Ethan Sherwood StraussNBA Lead WriterDecember 4, 2012

LOS ANGELES, CA - DECEMBER 02:  Dwight Howard #12 of the Los Angeles Lakers looks up at the clock from the bench during a 113-103 Magic win at Staples Center on December 2, 2012 in Los Angeles, California.  NOTE TO USER: User expressly acknowledges and agrees that, by downloading and or using this photograph, User is consenting to the terms and conditions of the Getty Images License Agreement.  (Photo by Harry How/Getty Images)
Harry How/Getty Images

When I criticize NBA players, I'm usually casting stones from a glass house. I cannot play anywhere near NBA level. This is the one exception.

The free throw is the odd NBA sub-genre wherein otherwise incredibly coordinated superstars can be inept.

Blake Griffin is a deft dribbler and skilled passer, but he looks like a klutz at the stripe. LeBron James is nearly the perfect basketball player, save for his .659 free-throw shooting this season.

The same goes for Dwight Howard, the subject of our study. He moves swiftly and intelligently on defense but can hardly make an unguarded 15-foot shot. 

Free-throw shooting does not improve for the average player. There are those who made great strides over a career (Karl Malone comes to mind), but they are the exceptions to the rule.

Even if Dwight Howard were to dramatically change something about his approach, the odds are in favor of that change not mattering. So these are merely observations, as there's likely nothing to be done here.

First, let us take a look at how Dwight's been shooting free throws under the tutelage of Chuck Person (via Los Angeles Times): 

This is less a free throw than it is a shot put, as Dwight doesn't demonstrate much arm mobility. Here, he fails to extend his limb during the release, and he actually finishes with it crooked in something of a "J" shape.

I've taken a slide from another angle on another Dwight air ball and highlighted the "J" shape in green:


Now take a look at how a much better free-throw shooter does it. For this example, we'll use Steve Nash. Look at the arm extension on the follow-through:

Extending your arm allows for a certain predictability of release. When the arm is crooked into a "V" shape, controlling the bend is another variable on top of everything else.

I likened Dwight's form to a shot put for its lack of arm mobility, but there's another reason for the analogy. Dwight gets into a crouch and gathers the ball at his face before he begins his motion.
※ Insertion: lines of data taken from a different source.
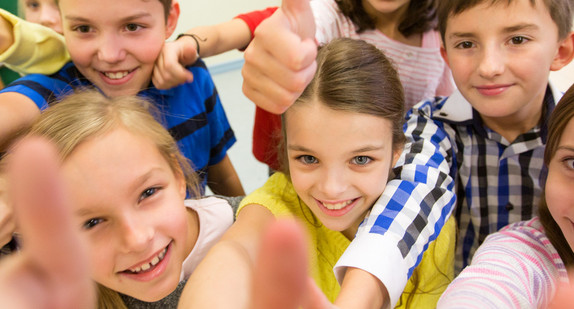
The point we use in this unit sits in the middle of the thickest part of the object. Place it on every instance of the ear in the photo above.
(181, 183)
(564, 54)
(443, 54)
(396, 155)
(172, 18)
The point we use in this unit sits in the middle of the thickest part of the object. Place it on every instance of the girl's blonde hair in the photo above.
(87, 114)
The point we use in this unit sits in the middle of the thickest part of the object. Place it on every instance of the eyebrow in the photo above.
(134, 185)
(125, 19)
(511, 29)
(567, 148)
(360, 150)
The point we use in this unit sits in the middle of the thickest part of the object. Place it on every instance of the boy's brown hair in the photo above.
(560, 12)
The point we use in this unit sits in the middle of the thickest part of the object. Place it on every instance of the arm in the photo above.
(228, 267)
(41, 276)
(7, 224)
(513, 268)
(169, 70)
(212, 40)
(280, 61)
(35, 48)
(410, 213)
(222, 179)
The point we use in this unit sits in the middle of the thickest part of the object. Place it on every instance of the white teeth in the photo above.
(149, 265)
(116, 75)
(336, 206)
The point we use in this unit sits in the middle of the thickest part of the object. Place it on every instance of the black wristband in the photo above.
(195, 37)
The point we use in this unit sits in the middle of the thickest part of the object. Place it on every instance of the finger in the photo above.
(275, 37)
(281, 272)
(50, 240)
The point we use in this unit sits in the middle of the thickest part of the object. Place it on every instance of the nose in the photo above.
(492, 62)
(111, 49)
(135, 234)
(333, 183)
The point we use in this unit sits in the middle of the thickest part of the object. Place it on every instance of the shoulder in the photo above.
(214, 212)
(277, 195)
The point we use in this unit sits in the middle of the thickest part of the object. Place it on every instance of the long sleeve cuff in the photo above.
(379, 256)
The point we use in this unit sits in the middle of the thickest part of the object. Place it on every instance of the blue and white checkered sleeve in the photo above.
(412, 209)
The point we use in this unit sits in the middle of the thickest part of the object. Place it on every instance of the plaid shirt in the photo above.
(496, 183)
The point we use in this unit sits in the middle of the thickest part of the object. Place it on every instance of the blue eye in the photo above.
(362, 160)
(465, 45)
(147, 193)
(307, 159)
(89, 224)
(32, 5)
(517, 40)
(82, 29)
(132, 27)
You can see this in the video I spliced the arm extension shot from:   

Good free-throw shooters generally start their fluid motion from below their waist, ending at the aforementioned arm extension. The below Stephen Curry slide is intentionally blurry—it's like that because the shooting motion began well before the ball got to his face:

If Dwight Howard adopted the reform of beginning his motion sooner and following through completely, there's no guarantee it would help. Dwight likely takes these shortcuts because a whole shooting motion is difficult for him to control.

Still, those shortcuts go a long way toward revealing why Howard is a poor free-throw shooter. It's hard to stay pure from the line when you hurl the ball like a shot put, minus proper arm extension.